Vohannes watches a candle flame slowly waltz on its taper.
“I’ve seen it before,” says Shara. “I’ve lost sources before this way before. I use people, Vo. That’s what I do now. It is not pretty. It has many consequences. And … And if you offer me this material again, I will take it, because I’d have to. But I want you to really think about what could happen to you if you hand over that suitcase.”
Vohannes fixes his bright blue eyes on her. They must still be, she imagines, the same blue as when he was an infant.
“Come work for me,” he says suddenly.
“What?”
“You seem unhappy where you are.” He stabs a snail and blows on it. Droplets of butter rain on the tablecloth. “Come work for me. It’d be a change of pace. We’re not the old guard. None of my companies are. We’re doing big new things. And also I can pay you perfectly despicable amounts of money.”
Shara stares at him, disbelieving, and laughs. “You’re not serious.”
“I am gravely serious. Serious as death itself.”
“I am … I am not going to work for you, Vo.”

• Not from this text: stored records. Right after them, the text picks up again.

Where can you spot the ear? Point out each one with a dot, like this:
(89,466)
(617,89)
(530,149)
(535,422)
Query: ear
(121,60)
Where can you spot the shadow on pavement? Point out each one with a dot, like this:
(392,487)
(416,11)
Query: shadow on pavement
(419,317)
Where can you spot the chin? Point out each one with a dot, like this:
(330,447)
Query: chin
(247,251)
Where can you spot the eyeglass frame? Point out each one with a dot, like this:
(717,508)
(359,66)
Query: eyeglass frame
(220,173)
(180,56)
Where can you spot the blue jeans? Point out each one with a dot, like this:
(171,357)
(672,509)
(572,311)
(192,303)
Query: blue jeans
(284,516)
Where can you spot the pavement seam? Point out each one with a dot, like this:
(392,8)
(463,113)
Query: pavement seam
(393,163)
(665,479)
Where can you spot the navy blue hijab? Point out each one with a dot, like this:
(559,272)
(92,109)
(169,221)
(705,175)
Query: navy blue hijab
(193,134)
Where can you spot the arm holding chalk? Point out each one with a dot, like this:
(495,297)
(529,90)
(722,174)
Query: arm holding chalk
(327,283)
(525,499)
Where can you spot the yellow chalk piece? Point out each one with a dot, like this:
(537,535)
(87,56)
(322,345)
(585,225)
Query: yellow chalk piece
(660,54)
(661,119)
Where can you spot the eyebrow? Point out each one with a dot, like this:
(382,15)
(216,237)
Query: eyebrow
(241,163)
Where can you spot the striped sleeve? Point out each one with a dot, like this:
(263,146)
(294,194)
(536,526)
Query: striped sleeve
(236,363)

“Then hells, take over.” He glugs wine, eats another snail. “It’s all just a headache for me. Run my businesses. Direct my money. I’ll just sit around, getting elected and, I don’t know, sitting on parade floats or some such.”
Shara puts her face in her hands, laughing.
“What are you laughing about?” He gallantly tries to keep sounding serious, but his smile betrays him. “What. I’m serious here. Come be with me.” The smile fades. “Come live with me.”
Shara stops laughing. She winces, groans. “Oh, Vo. Why.”
“Why what?”
“Why did you have to say that?”
“I meant … Oh, come now, I meant live in Bulikov.”
“It didn’t sound like it. And … And that’s exactly what you asked me when you graduated.”
Vohannes, sheepish, looks at the Saypuri guards. “Could you, ah, gentlemen please excuse us for a moment?”
The guards shrug and take up stations outside the backroom door.
“That … Shara, that obviously is not what I meant,” says Vohannes. He laughs desperately.
“Is this why you invited me here? For fine dining and propositions?”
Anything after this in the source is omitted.